As Dance Soc VP I oversee the running of the entire society. We are the biggest society at King's with over 500 members and are currently KCLSU's 'Activity Group of the Year'! I am part of our competition team too (I'm in six of the seven teams) and I am the choreographer for our contemporary team. We won a recent competition at Kingston, beating 10 other unis and winning a £500 prize. I also won 'Best Choreographer' at our last dance competition which had about 15 other unis there. I beat professional choreographers to win the award so I was really surprised and excited!
As Student Centre Supervisor I help run all of the Student Centres and manage over 30 student staff. I was on the Join project team so helped run Welcome Fair and all of our welcome events which was really fun and a great to chance to meet all of the students joining King's this year.

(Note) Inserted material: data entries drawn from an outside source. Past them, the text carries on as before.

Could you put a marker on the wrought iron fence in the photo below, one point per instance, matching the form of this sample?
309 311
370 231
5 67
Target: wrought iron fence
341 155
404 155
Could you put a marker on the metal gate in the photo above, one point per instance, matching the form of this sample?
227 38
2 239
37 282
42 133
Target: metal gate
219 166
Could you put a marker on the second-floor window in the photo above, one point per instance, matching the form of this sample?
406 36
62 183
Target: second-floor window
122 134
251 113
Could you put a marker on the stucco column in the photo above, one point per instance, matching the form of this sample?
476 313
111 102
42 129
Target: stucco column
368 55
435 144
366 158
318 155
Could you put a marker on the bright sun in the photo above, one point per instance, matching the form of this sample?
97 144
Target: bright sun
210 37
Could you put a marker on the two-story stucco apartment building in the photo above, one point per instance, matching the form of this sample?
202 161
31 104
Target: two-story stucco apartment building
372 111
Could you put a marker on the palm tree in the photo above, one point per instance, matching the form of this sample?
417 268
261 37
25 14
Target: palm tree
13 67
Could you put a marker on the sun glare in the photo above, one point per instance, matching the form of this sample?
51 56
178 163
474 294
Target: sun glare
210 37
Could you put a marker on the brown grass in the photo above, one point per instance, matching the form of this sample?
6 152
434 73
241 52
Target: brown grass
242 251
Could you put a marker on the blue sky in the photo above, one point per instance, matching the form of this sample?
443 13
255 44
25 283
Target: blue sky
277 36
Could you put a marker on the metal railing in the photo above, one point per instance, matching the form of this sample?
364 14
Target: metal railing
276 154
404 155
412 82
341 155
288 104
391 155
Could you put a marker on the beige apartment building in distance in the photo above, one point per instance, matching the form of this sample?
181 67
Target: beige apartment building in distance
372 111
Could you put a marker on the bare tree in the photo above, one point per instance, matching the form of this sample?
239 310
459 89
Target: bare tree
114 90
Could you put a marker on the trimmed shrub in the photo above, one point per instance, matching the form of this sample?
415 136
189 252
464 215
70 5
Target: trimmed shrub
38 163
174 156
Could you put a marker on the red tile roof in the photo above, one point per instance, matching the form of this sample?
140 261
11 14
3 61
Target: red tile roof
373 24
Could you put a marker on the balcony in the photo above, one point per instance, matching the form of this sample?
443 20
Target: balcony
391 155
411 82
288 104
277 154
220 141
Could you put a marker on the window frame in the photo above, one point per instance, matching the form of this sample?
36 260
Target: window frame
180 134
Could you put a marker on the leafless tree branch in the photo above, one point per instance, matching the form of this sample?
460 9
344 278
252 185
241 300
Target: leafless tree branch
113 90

What does Women's History Month mean to you?
As a female student leader I think it is really important to show that women can be successful managers. I, like many other girls I know, spent my childhood being referred to as bossy. I think this term can be really discouraging to young girls, especially as it is a word which is rarely used to describe men. To use this term to describe ambitious young women can be so detrimental and enforces an untrue stereotype that female leaders are aggressive and bossy. In my managerial role at KCLSU (as part of an all female supervisor team) and when running the Dance Society, I am able to use my leadership skills and hope that others can look to me to see that women can be strong managers in spite of this stereotype. I really hope that people can use this month to adjust their language, especially when speaking to young people. I hope that girls can be described as having leadership skills, rather than being called bossy as I was. Women can be bosses too!
The contemporary dance routine which I won best choreography for is about the forgotten people of society and making everyone's voice heard! I hope that during Women's History Month we can listen to inspirational women who have important stories to tell.
What has been your proudest moment in your role?
I ran an event with GKT RAG in November which was Strictly Come Dance Soc. I had this idea of running it exactly like the tv programme so we paired up members of the 15 biggest sports teams and societies and taught them how to dance! They then competed on the night and we raised over £2,000 for RAG's charities. I also hosted the event! We brought together such a diverse group of people from such a wide range of backgrounds. To have people from 15 different sports teams and societies coming together through dance was really exciting. The night was such a success and the audience seemed to love the show! My personal highlight was watching a KCL Rugby boy attempting to do ballet.
What do you have planned for this year?
I am currently organising our annual charity dance show which involves 150 dancers and runs for three nights. This year's show is called 'Wonderland' and will be at Greenwood Theatre 22-24 March! We are hoping to raise more money than last year when we raised over £7,500 for three local charities. It is our biggest event of the year so I'm really excited! An entire term's worth of work and rehearsal has gone into this show so I'm hoping it will be a great success.
At KCLSU, I helped with our move into West Wing in the summer and I will be doing the same with the big union move to Bush House this summer! I am also on the Celebrate project team so will be helping to organise KCLSU Awards which celebrates all of the best societies and sports teams at KCL, recognising the hard work their committee members put in throughout the year.